Se è vero il trend tedesco secondo cui gli stadi di ogni categoria fanno registrare spesso sold out o, comunque, un alto numero di spettatori, è anche vero che vedere con i propri occhi l’impianto locale senza un posto libero, fa davvero impressione. Sintomatico sia per quanto si stia lavorando bene attorno alla sfera di cuoio, che per quanto lo status di tifoso possa godere di una certa considerazione e di una relativa libertà, che poi sono criteri fondamentali per richiamare spettatori sulle gradinate. Ci aggiungo un particolare: non sono un amante dei nuovi impianti, eppure debbo dire le modalità con cui vengono realizzati a queste latitudini, li fanno sempre sembrare sempre a misura di tifoso. In tal caso, lo Stadion Essen – che dal 2012 sostituisce il vecchio Georg-Melches-Stadion – con i suoi 20.000 posti (espandibili fino a 35.000) restituisce appieno l’immagine di un confortevole impianto in stile britannico, attaccato al campo, ma senza quella pretesa di voler opprimere i suoi astanti, anzi: settore ospiti ben ritagliato nella curva opposta a quella di casa, da dove la partita si può vedere bene e il tifo può essere protagonista, copertura “normale”, senza trovate pacchiane, e spalti senza barriere architettoniche. Sarà pure calcio moderno, ma almeno è sostenibile e non ha l’intento di uccidere qualsiasi forma aggregativa. Inutile poi parlare dei biglietti: in un Paese dove il settore ospiti per una semifinale di Europa League costa 15 Euro, accedere alla terza divisione non può essere un problema (e infatti nei settori di curva gli under 18 pagano 9 Euro, mentre gli altri 12 in prevendita e 14 il giorno della partita). A questo aggiungo che se si vuol essere certi di assicurarsi un tagliando, è consigliabile acquistare una membership card, che costa 90 Euro l’anno (30 per i ridotti e 45 se si vive all’estero). Ma questo non avviene certo casualmente o per la magnanimità di società e istituzioni, sebbene ci sia una base culturale importante che permette dialogo e confronto. Ma è ovvio che senza l’insistenza del tifo organizzato, senza l’esistenza dei Fan Project (una sorta di SLO, ma molto più grandi e strutturati per permettere un punto di incontro tra tutte le componenti dei frequentatori delle gradinate), probabilmente parleremmo di tutt’altro e la speculazione, da parte dei club, sarebbe senza dubbio più facile.

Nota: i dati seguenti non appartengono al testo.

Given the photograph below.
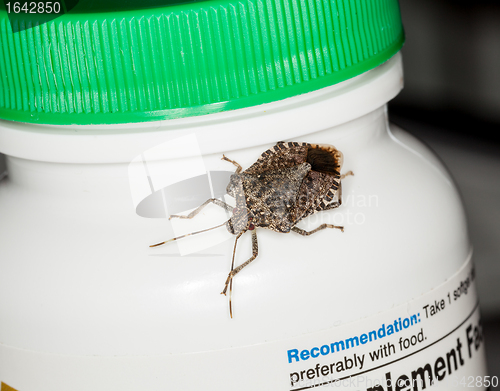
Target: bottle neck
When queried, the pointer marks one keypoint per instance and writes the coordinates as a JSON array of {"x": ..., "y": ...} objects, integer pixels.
[
  {"x": 292, "y": 118},
  {"x": 76, "y": 178}
]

Oggi di fronte avranno un’altra nobile decaduta del Fußball teutonico, quel Monaco 1860 che fino a vent’anni fa era frequentatore abitudinario della Bundesliga e che negli ultimi due decenni ha invece dovuto fare i conti con una pesante crisi finanziaria che l’ha portato a toccare il fondo con la retrocessione in Regionaliga Bavarese (quarta divisione) e la cessione definitiva della metà dell’Allianz Arena realizzata assieme ai concittadini del Bayern (tanto è vero che oggi i Leoni giocano nello storico Grünwalder Stadion, uno dei primi terreni di gioco per le due società monacensi. E su questo va detto che non tutti i mali vengono per nuocere!). L’acquisizione del club da parte dell’investitore Ismaik, nel 2011, ha inoltre creato una frattura importante tra la tifoseria e la società. In Germania, infatti, in virtù della regola che vede i tifosi membri del club al 50% + 1, il potere dato agli investitori esterni è di fatto limitato. Ciononostante, con l’acquisizione del club sulla soglia della bancarotta, e la gravissima crisi del 2017, Ismaik ha utilizzato il suo 49 percento avente diritto di voto in maniera molto forte e soggettiva. Cavalcando l’onda di promesse fatte e non mantenute ogni anno (su tutte quelle della costruzione di un nuovo stadio e di una nuova scalata alla Bundesliga, dove – secondo l’imprenditore arabo – il sodalizio sarebbe arrivato ai livelli di Bayern e Barcellona), in maniera da indorare la pillola ai tifosi meno radicali. Quelli che – per intenderci – in luogo di una vittoria cambierebbero anche i colori della propria squadra. Sebbene il pubblico tedesco sia molto rigido su determinati criteri, soprattutto su quelli che rendono il calcio nazionale ancora a portata di popolo. Non a caso il comportamento dispotico di Ismaik ha trovato subito la controffensiva di buona parte della tifoseria, entrata in guerra con lui. Una situazione ovviamente estrema, che alla base vede la sofferenza di un popolo ormai relegato da anni nei bassifondi calcistici dai quali non sembra vedere luce. Recentemente si è svolta una votazione in cui sono stati eletti 12 rappresentati tra tifosi e ultras, cosa che è stata accolta come un grande successo da parte di tutta la comunità del 1860.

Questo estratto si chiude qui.